Last but not least, I did force the usage of the i965 driver; because of the transcoding bug plaguing gemini lake GPU. Is this still needed, or was the underlying bug also fixed by that new release?
Nevertheless, this is an awesome feature. As far as I can tell, plex is a precursor in that field, huge thanks !
(File removed)
+1 for me as I am using Synology NAS and can’t install this via terminal. This need to be provided with the server SW package. I am using the PLEX Server app available to install via NSD managment UI.
**admin@PanchiDS** : **/** $ sudo apt install ocl-icd-libopencl1 beignet-opencl-icd
Password:
sudo: apt: command not found
**admin@PanchiDS** : **/** $
you have to read the documentation of your NAS. synopkg expects a path to the installation package. Not sure if you have any other alternative like pkg or ipkg that works like apt. Or use the GUI.
Okay, I just saw that the docker base image was bumped to Ubuntu 20.04. Since then I can report that it now works ! I get HW transcoding & tone mapping.
For everyone running on a NAS (actually - everywhere), I’d recommend using Docker - it just works.
Still, mine was also struggling in some cases (i.e. 4K to 4K transcode).
During my brief testing, it worked ok with 4K 60mbit content getting transcoded to 1080p 15mbit. What surprised me is that the cpu never seemed to be the bottleneck. Even when the transcoding was not fast enough, cpu consumption from the transcoder was below 10%
If I may explain some of the resource bottlenecks you might run into on NAS processors (e.g. Celeron J3xxx and J4xxx) –
the OpenCL process does the following:
Read a video frame from the file
Uses the Intel ASIC to decode the HEVC HDR to a raw image
Launches the OpenCL task to process the raw image
Uses the Intel ASIC to encode the raw image back to H.264.
As you can see, there is a lot of activity on the data bus.
33,177,600 bytes per image of 2160p (3840 x 2160 x 10 bit)
Multiplied out to 30 fps (base of 29.97 assumed)
995,328,000 bytes / sec == 949 MB/sec
The J4105 is spec’d at DDR4/LPDDR4 upto 2400 MT/s
Add to this the normal load of running PMS and the rest of the NAS (technically ‘noise’ but it is there to contend with as part of the overall loading)
I’m simply sharing that there do exist CPU-memory limits and this is “big data” to these smaller CPUs which, in Synology’s case, must also continue to run the mdadm software RAID.
@ChuckPa
May you explain how this works on the native App on my DS918+.
Didnt do anything and Tonemapping (HW) worked. But with Highbit 4K HDR - transcoding down to 3 Mbit is it. Anything higher starts buffering.
As Iv’e stated in the DS918+ and other Synology threads:
None of the Native Synology apps have OpenCL tone mapping.

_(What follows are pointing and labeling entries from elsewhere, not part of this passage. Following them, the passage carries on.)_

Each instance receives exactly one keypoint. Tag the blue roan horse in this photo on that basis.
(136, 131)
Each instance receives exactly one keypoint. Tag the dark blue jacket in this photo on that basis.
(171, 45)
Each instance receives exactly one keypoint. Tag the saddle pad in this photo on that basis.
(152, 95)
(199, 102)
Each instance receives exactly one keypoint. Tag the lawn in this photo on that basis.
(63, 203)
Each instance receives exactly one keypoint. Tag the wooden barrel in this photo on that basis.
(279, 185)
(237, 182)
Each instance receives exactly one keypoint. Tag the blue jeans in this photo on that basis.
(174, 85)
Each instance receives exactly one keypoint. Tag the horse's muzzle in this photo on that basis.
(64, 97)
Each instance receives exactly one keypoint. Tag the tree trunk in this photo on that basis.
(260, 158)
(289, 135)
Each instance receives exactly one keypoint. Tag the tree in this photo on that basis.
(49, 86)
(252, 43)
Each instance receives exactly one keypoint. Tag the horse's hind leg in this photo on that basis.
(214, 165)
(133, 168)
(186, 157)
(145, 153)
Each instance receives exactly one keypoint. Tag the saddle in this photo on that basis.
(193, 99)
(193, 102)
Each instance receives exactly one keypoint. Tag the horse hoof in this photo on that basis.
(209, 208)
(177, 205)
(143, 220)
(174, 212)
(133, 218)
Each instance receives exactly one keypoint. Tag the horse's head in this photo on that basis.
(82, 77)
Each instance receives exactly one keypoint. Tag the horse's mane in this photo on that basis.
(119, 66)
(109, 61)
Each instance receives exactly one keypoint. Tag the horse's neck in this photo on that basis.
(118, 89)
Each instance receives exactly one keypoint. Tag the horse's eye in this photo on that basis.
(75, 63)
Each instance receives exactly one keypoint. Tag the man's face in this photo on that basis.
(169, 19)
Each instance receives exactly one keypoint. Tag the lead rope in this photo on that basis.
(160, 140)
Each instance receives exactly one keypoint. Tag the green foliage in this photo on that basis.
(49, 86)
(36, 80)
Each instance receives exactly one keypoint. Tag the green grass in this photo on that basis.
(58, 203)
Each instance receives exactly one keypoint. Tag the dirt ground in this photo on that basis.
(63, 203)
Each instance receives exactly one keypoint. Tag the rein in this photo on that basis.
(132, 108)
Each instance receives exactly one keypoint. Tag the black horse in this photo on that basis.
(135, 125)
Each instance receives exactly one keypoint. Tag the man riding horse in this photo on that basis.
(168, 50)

By extension, no native NAS apps have it.
The only native support for tone mapping is Ubuntu 20.10 based. LinuxServer.io’s updated Docker image contains that support (at our request)
RPM (Desktop Redhat Linux) does not have native support yet.
I will be adding native tonemapping support to all the NAS platforms as quickly as Engineering completes building the Beignet & OpenCL libraries internally. (it is a big task to complete for all our platforms).
The next, obvious, question I am often asked: “Why only Ubuntu?”
The answer is easy: Engineering wanted to give a small gift to as many people as possible by releasing this a bit earlier.
Lastly,
Optimization uses tonemapping - oddly enough
I will forward about thumbnails. I do ask patience as this is a BIG feature jump and, as said above, only partial deployment at this time.
Adding a ram stick might then improve performance? NAS typically comes with 1 populated stick, on a dual channel CPU. This double the theoretical bandwidth.
To elaborate on my perf report, I am taking advantage of dual channel already.